As she greets Jill and they enter the restaurant together, as they order their wine and their prix fixe dinners, even as she eats, even as she’s making mental notes (and one or two slyly written in her notepad) she has an eye on the future, she can see her folder on her desk, the one with the notes from her last two visits here. She can see folders from other places, too, places where she ate carbs and where she did her job well.

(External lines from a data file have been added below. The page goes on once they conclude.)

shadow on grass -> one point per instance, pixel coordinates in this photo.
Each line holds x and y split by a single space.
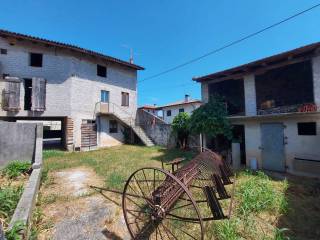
302 218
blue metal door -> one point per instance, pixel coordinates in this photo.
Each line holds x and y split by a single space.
272 146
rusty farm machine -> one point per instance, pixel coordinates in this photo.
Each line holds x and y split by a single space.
162 205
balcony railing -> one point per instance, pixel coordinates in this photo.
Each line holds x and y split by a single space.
118 111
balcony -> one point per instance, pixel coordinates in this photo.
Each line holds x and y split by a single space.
103 108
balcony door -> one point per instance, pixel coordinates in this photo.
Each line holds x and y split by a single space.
105 96
272 146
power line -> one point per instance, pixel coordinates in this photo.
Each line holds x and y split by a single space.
229 44
170 86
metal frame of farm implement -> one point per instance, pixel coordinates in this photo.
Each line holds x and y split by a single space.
158 204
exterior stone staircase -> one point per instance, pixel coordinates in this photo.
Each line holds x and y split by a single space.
126 118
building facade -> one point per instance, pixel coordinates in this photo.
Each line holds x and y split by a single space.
94 96
273 104
169 111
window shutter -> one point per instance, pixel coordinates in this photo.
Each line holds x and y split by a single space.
38 94
11 94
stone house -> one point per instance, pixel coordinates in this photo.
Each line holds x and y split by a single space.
273 104
91 95
169 111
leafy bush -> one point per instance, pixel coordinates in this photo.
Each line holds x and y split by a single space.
226 229
211 118
16 231
9 198
16 168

And she thinks if she puts her mind to it, she’ll have a good review, an honest one, a real one, about Knife + Fork and if she spends some time after that, she’s sure she could even write a few carbheavy spares. And she finds herself hoping that it won’t take that long, looking through all the folders, scouring all the notes, because she’d like to be finished with it, she’d like very much to read this book she just bought, called
Beyond Fetch: Fun, Interactive Activities for You and Your Dog.